Study on the influence of lithofacies types on the formation and evolution of fracture: A case study of Longmaxi Formation in Northwest Guizhou

Abstract

The change of sedimentary environment leads to the gradation of rock facies, which controls the formation and evolution of fracture. It is of great engineering value for the fine evaluation of the brittleness of the sweet spot layer to reveal the development rule and related mechanism of fractures in different shale facies. In this paper, by means of X-ray diffraction experiment, polarized light microscope, rock mechanics experiment and numerical simulation, the different shale lithofacies types are classified, and the mechanical properties and failure modes of different lithofacies types are discussed in depth. Finally, the dynamic visualization process of fracture formation and evolution in two different lithofacies superimposed geological body models is given. The results show that the organic-rich shale interval of Longmaxi Formation mainly develops three types of lithofacies, such as siliceous shale, calcareous-siliceous mixed shale, and clayey-siliceous mixed shale.
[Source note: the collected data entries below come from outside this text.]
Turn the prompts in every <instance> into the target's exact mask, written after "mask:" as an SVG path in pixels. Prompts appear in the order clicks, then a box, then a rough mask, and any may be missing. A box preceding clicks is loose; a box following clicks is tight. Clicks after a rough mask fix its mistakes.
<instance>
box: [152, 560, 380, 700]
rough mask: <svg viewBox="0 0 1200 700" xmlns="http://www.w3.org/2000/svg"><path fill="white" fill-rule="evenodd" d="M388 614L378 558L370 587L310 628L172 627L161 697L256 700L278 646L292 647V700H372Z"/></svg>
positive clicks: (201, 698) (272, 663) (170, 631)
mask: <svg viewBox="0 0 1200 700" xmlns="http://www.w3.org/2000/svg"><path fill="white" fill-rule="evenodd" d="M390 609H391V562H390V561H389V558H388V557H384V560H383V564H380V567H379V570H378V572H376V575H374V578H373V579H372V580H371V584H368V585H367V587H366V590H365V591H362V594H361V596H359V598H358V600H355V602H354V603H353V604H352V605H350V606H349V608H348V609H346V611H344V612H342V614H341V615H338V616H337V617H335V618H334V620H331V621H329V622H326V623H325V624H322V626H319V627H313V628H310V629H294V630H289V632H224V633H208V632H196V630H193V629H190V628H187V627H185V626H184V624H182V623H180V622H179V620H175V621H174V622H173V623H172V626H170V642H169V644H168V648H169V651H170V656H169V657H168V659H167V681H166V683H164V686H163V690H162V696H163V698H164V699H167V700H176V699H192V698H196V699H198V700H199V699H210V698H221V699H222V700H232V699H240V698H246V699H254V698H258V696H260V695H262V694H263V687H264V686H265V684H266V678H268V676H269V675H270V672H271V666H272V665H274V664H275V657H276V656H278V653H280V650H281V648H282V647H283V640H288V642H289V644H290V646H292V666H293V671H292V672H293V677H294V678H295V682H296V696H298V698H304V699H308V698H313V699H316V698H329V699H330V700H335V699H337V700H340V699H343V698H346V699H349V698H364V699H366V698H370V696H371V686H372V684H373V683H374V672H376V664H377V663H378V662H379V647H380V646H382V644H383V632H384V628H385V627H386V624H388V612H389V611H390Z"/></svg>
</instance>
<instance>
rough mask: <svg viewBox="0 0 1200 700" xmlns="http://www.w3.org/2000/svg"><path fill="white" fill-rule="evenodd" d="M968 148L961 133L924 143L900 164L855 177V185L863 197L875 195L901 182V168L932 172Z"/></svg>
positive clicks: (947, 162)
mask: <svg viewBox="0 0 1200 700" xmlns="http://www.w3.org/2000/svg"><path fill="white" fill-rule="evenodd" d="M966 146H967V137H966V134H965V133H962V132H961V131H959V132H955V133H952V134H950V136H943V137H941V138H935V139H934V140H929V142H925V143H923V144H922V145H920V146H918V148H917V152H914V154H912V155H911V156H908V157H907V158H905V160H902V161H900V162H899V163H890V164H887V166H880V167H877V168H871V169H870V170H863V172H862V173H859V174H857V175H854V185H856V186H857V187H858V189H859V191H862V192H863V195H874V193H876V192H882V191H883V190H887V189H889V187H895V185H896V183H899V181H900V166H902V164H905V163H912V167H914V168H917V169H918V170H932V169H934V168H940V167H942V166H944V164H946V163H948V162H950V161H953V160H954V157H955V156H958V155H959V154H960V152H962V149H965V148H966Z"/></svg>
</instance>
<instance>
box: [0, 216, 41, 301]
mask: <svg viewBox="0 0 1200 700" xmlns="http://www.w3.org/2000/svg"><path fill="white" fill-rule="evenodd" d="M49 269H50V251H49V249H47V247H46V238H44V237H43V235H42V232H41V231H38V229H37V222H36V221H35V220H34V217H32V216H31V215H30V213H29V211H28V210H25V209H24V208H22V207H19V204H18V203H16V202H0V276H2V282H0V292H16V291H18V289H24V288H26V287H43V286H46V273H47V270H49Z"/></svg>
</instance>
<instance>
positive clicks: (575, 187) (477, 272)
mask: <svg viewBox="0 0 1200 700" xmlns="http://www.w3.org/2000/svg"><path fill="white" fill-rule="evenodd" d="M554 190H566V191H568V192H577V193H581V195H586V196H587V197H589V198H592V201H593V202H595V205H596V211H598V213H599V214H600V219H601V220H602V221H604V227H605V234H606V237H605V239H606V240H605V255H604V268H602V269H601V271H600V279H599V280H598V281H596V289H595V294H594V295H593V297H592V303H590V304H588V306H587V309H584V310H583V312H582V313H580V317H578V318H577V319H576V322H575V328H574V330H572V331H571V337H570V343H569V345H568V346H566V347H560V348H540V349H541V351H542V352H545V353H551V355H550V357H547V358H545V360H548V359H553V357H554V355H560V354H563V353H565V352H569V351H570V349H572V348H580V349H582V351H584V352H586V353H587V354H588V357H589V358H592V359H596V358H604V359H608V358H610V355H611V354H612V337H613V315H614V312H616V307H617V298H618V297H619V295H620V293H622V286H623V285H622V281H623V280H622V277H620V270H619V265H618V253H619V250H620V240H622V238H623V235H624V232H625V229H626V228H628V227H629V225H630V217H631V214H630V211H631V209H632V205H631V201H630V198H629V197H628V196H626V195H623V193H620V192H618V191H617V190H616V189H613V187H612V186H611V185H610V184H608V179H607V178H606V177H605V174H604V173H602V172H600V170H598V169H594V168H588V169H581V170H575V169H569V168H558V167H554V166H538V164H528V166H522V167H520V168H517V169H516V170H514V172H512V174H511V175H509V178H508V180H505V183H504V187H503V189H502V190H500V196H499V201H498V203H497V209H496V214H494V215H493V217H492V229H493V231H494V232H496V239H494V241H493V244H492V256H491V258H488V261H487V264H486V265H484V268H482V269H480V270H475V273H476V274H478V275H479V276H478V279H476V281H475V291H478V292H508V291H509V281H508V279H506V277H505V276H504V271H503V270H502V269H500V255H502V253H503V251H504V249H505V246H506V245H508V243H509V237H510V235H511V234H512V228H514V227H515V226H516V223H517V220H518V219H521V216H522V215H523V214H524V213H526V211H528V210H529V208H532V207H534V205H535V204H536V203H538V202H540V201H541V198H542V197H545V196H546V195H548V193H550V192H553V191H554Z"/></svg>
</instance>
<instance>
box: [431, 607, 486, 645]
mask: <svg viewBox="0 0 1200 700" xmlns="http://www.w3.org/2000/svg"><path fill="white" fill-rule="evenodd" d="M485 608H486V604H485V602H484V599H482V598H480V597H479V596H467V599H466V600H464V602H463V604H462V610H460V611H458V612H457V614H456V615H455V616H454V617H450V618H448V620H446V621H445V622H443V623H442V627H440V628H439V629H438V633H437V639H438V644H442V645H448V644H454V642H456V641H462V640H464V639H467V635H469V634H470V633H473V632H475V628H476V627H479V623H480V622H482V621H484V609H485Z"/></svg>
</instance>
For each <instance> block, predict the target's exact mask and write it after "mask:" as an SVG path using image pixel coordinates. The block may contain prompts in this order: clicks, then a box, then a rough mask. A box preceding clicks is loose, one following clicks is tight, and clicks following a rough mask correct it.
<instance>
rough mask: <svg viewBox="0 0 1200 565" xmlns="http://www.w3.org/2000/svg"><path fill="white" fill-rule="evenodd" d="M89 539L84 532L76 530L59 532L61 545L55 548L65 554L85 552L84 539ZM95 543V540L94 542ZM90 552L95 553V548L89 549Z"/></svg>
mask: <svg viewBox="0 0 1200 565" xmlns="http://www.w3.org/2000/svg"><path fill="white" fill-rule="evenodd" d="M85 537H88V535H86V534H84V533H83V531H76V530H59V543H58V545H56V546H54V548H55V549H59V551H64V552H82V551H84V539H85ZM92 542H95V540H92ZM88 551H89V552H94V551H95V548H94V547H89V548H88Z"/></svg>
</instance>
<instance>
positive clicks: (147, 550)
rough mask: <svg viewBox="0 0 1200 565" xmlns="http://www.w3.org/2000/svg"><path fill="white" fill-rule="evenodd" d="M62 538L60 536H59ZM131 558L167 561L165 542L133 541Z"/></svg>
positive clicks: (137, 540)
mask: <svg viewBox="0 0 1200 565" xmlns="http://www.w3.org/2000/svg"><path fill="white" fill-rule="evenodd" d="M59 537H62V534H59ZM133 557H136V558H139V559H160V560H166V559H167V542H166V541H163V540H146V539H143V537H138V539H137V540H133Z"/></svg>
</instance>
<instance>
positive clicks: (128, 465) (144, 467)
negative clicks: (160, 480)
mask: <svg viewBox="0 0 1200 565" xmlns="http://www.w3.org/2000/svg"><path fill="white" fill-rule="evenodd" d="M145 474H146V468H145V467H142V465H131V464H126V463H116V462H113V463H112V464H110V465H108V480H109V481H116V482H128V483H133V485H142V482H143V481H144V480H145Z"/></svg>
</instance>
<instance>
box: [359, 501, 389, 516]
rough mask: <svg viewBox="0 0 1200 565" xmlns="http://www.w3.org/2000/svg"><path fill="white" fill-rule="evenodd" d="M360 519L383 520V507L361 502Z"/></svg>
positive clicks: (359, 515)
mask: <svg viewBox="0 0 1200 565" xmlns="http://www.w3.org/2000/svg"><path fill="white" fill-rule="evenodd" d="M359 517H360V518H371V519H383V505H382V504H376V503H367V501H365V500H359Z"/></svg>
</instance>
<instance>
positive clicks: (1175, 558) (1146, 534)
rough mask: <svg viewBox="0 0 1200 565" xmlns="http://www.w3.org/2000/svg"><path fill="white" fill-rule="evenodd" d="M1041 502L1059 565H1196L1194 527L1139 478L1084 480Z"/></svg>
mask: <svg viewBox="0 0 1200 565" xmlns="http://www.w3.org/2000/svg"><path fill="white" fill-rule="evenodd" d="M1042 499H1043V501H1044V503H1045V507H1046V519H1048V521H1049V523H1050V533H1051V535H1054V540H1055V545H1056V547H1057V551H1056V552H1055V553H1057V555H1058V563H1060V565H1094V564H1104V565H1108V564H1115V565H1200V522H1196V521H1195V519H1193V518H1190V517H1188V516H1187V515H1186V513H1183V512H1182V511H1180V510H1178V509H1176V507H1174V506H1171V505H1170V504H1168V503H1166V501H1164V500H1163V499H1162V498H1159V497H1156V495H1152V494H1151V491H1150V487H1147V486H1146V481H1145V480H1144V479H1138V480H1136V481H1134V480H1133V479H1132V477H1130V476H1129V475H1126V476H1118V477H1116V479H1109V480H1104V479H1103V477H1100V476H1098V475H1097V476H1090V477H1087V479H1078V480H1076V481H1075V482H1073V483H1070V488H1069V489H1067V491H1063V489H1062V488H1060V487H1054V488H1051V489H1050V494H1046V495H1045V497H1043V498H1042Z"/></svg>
Siliceous shale has high stress drop rate and elastic energy conversion efficiency when its failure, and has strong fracture development ability and brittleness as a whole, the longitudinal and transverse fractures are developed and intersect and connect with each other. Calcareous-siliceous mixed shale ranks second in fracture expansion ability, while clay siliceous mixed shale has the weakest fracture expansion ability. The clay-siliceous mixed shale interlayer has a strong stress barrier effect on the propagation of pore water pressure and principal stress. The ability to propagate fractures across layers is weakened with a sharp decrease in stress. The calcareous-siliceous shale has a weak stress barrier effect, and the fracture has a strong ability to propagate across layers. It is expected that the relevant research results will provide some reference and guidance for the research of sweet spot layer optimization, horizontal well geological guidance and fracturing construction parameter adjustment.